Tinkler didn’t let the foreclosure stop him. Even as he was losing his house, he was rearranging his business affairs. On May 19, 2004, he registered a string of private companies, including the one he would soon rename Custom Mining Ltd and sell for a fortune. From this time on, all Tinkler’s major assets would be kept out of the reach of creditors, held either in Rebecca’s name or in the name of one of the many private companies he established, often with Rebecca as the sole shareholder, on behalf of their family trust.
Four years later, when he first topped the Young Rich List, Tinkler admitted: “I’m not proud of what I’ve put my family through to get here.”
Before Tinkler got his foot on a coal deposit, as he told The Australian Financial Review’s Angus Grigg in a landmark 2010 interview, he travelled to India and China and decided that everybody back home — including half the coal industry — was missing the big picture. He came back bullish.

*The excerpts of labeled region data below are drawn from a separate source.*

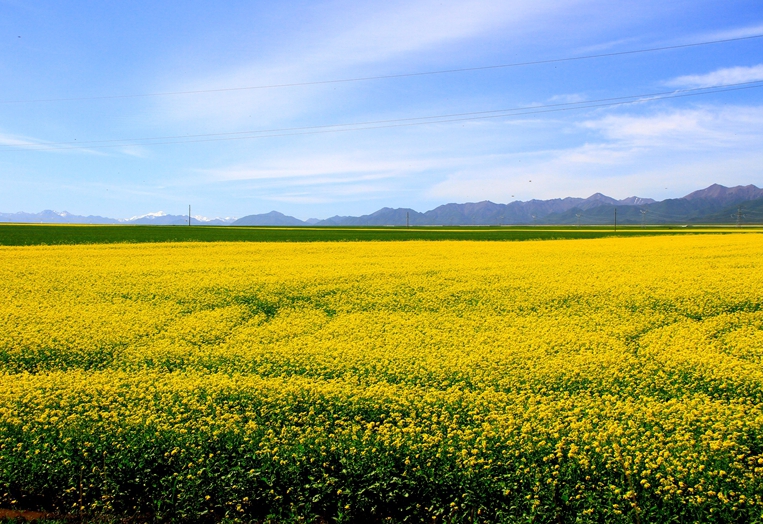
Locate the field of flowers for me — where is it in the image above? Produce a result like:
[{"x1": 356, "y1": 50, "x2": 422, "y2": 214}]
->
[{"x1": 0, "y1": 233, "x2": 763, "y2": 523}]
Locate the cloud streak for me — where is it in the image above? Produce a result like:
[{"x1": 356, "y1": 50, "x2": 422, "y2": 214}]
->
[{"x1": 665, "y1": 64, "x2": 763, "y2": 88}]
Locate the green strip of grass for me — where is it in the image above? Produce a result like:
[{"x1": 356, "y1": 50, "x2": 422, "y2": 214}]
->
[{"x1": 0, "y1": 224, "x2": 763, "y2": 246}]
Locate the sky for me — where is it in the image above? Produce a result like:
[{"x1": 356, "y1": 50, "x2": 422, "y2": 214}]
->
[{"x1": 0, "y1": 0, "x2": 763, "y2": 219}]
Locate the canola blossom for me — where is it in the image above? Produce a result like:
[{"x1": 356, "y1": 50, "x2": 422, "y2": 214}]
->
[{"x1": 0, "y1": 234, "x2": 763, "y2": 522}]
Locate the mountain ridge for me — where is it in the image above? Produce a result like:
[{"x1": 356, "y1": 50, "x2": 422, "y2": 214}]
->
[{"x1": 0, "y1": 184, "x2": 763, "y2": 226}]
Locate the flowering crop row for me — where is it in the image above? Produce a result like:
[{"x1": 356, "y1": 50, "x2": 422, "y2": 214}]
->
[{"x1": 0, "y1": 234, "x2": 763, "y2": 522}]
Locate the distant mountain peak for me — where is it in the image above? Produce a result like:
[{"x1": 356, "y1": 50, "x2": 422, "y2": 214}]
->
[{"x1": 684, "y1": 184, "x2": 763, "y2": 201}]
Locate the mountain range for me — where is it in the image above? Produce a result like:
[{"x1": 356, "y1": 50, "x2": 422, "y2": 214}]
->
[{"x1": 5, "y1": 184, "x2": 763, "y2": 226}]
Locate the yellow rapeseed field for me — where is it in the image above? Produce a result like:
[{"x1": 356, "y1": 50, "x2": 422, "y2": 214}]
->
[{"x1": 0, "y1": 234, "x2": 763, "y2": 522}]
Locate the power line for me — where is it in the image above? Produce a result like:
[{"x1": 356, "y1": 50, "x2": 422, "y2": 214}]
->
[
  {"x1": 0, "y1": 81, "x2": 763, "y2": 152},
  {"x1": 0, "y1": 34, "x2": 763, "y2": 104}
]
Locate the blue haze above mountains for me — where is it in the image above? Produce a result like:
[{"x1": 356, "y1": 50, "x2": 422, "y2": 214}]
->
[{"x1": 5, "y1": 184, "x2": 763, "y2": 226}]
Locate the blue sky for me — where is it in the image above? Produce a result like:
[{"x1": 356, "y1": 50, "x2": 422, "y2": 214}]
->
[{"x1": 0, "y1": 0, "x2": 763, "y2": 219}]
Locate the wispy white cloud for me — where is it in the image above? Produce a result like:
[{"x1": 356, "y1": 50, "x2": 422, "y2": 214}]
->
[
  {"x1": 200, "y1": 155, "x2": 451, "y2": 183},
  {"x1": 158, "y1": 0, "x2": 593, "y2": 126},
  {"x1": 665, "y1": 64, "x2": 763, "y2": 87},
  {"x1": 0, "y1": 133, "x2": 106, "y2": 155},
  {"x1": 548, "y1": 93, "x2": 588, "y2": 104},
  {"x1": 427, "y1": 106, "x2": 763, "y2": 202},
  {"x1": 697, "y1": 23, "x2": 763, "y2": 41}
]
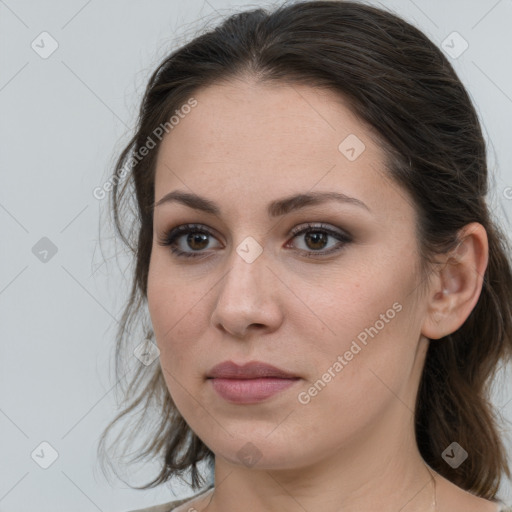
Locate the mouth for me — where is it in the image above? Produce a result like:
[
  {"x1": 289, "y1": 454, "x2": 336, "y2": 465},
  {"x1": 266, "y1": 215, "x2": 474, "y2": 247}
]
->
[{"x1": 207, "y1": 361, "x2": 301, "y2": 404}]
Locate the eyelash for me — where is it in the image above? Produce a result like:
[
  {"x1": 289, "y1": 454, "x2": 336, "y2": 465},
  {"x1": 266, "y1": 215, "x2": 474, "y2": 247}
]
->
[{"x1": 158, "y1": 223, "x2": 352, "y2": 258}]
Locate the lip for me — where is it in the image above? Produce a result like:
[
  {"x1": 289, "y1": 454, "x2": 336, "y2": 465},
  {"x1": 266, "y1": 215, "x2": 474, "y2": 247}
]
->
[
  {"x1": 207, "y1": 361, "x2": 298, "y2": 379},
  {"x1": 207, "y1": 361, "x2": 300, "y2": 404}
]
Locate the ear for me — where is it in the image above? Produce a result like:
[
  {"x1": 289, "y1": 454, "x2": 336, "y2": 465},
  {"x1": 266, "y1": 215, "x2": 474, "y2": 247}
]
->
[{"x1": 421, "y1": 222, "x2": 489, "y2": 339}]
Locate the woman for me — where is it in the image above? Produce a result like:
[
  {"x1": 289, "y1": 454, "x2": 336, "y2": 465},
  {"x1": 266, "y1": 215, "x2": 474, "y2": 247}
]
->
[{"x1": 98, "y1": 1, "x2": 512, "y2": 512}]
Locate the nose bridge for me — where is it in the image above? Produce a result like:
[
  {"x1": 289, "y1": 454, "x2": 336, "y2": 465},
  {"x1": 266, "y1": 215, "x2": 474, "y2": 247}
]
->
[{"x1": 212, "y1": 237, "x2": 279, "y2": 332}]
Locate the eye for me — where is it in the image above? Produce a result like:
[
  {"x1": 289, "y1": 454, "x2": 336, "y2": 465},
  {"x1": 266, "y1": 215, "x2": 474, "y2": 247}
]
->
[
  {"x1": 158, "y1": 224, "x2": 220, "y2": 258},
  {"x1": 284, "y1": 223, "x2": 352, "y2": 258},
  {"x1": 158, "y1": 223, "x2": 352, "y2": 258}
]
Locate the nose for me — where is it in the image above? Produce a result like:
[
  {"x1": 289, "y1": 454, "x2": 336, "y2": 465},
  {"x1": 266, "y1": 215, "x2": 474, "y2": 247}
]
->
[{"x1": 211, "y1": 244, "x2": 283, "y2": 338}]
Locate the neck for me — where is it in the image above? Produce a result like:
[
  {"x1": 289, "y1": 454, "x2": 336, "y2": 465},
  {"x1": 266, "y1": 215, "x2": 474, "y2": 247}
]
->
[{"x1": 206, "y1": 406, "x2": 435, "y2": 512}]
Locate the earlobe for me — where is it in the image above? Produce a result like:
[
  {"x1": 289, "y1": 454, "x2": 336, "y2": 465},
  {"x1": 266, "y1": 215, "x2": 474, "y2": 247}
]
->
[{"x1": 422, "y1": 223, "x2": 488, "y2": 339}]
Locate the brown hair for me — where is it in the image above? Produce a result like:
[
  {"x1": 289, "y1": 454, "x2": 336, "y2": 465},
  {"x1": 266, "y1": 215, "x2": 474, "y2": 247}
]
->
[{"x1": 99, "y1": 0, "x2": 512, "y2": 499}]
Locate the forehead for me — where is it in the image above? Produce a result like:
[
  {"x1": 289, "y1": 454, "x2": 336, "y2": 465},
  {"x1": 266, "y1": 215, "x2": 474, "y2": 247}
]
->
[{"x1": 155, "y1": 80, "x2": 410, "y2": 219}]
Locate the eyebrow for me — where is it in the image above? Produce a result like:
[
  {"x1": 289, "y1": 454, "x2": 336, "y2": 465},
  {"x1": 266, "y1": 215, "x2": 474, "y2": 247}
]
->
[{"x1": 151, "y1": 190, "x2": 371, "y2": 217}]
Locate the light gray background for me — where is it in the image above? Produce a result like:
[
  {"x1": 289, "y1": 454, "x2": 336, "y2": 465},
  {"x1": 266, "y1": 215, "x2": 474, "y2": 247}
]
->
[{"x1": 0, "y1": 0, "x2": 512, "y2": 512}]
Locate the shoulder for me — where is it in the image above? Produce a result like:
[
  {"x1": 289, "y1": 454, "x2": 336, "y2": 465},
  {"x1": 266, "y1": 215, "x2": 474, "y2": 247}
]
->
[{"x1": 128, "y1": 485, "x2": 213, "y2": 512}]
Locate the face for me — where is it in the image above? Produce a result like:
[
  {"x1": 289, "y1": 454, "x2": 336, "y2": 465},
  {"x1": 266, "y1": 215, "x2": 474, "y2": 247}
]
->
[{"x1": 148, "y1": 80, "x2": 426, "y2": 468}]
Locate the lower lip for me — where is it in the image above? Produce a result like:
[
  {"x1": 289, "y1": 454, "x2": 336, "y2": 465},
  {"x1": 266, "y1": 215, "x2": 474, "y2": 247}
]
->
[{"x1": 209, "y1": 377, "x2": 299, "y2": 404}]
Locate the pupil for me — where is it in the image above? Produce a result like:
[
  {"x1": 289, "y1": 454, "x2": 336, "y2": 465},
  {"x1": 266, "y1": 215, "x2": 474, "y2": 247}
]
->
[
  {"x1": 306, "y1": 232, "x2": 327, "y2": 249},
  {"x1": 187, "y1": 233, "x2": 208, "y2": 250}
]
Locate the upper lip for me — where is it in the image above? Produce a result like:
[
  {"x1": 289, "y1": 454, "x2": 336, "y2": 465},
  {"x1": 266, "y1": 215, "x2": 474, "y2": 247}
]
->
[{"x1": 207, "y1": 361, "x2": 298, "y2": 379}]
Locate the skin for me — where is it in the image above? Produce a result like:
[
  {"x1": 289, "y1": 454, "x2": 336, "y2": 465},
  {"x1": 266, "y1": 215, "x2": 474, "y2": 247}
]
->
[{"x1": 148, "y1": 77, "x2": 497, "y2": 512}]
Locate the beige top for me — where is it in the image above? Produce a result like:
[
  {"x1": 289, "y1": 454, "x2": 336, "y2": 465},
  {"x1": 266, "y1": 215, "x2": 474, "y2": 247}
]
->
[{"x1": 125, "y1": 485, "x2": 512, "y2": 512}]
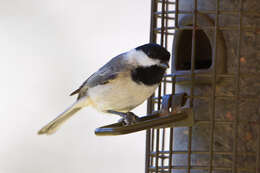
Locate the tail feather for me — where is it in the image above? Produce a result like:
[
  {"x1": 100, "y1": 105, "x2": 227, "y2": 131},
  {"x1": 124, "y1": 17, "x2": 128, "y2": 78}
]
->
[{"x1": 38, "y1": 102, "x2": 82, "y2": 135}]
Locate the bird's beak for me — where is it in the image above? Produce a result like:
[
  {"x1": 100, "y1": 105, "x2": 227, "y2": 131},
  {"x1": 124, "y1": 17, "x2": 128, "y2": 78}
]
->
[{"x1": 159, "y1": 63, "x2": 169, "y2": 69}]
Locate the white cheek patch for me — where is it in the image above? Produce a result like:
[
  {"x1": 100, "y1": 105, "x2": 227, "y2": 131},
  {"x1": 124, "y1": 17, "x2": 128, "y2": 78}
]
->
[{"x1": 126, "y1": 49, "x2": 160, "y2": 66}]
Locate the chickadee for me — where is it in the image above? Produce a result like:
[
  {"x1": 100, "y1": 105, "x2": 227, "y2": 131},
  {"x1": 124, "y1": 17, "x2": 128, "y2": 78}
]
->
[{"x1": 38, "y1": 43, "x2": 170, "y2": 134}]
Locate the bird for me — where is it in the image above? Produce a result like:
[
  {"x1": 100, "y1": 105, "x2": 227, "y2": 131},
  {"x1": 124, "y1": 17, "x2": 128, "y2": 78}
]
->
[{"x1": 38, "y1": 43, "x2": 170, "y2": 135}]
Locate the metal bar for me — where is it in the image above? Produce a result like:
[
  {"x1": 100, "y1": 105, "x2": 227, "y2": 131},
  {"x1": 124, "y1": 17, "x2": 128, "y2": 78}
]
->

“The Chinese … said we want to buy the equivalent of every [tonne of] coal that is exported out of the eastern seaboard of Australia. I think that scale issue is something that Australia has still not come to terms with. Don’t worry about doubling production, you could increase it by ten-fold and not have much of an impact on world markets. Australia is being held to ransom by the BHPs and Rios of the world: it’s worth it for them to work harder for less, to keep the prices up.”
Tinkler’s mind was made up: coal was the right game to be in. He was hungry.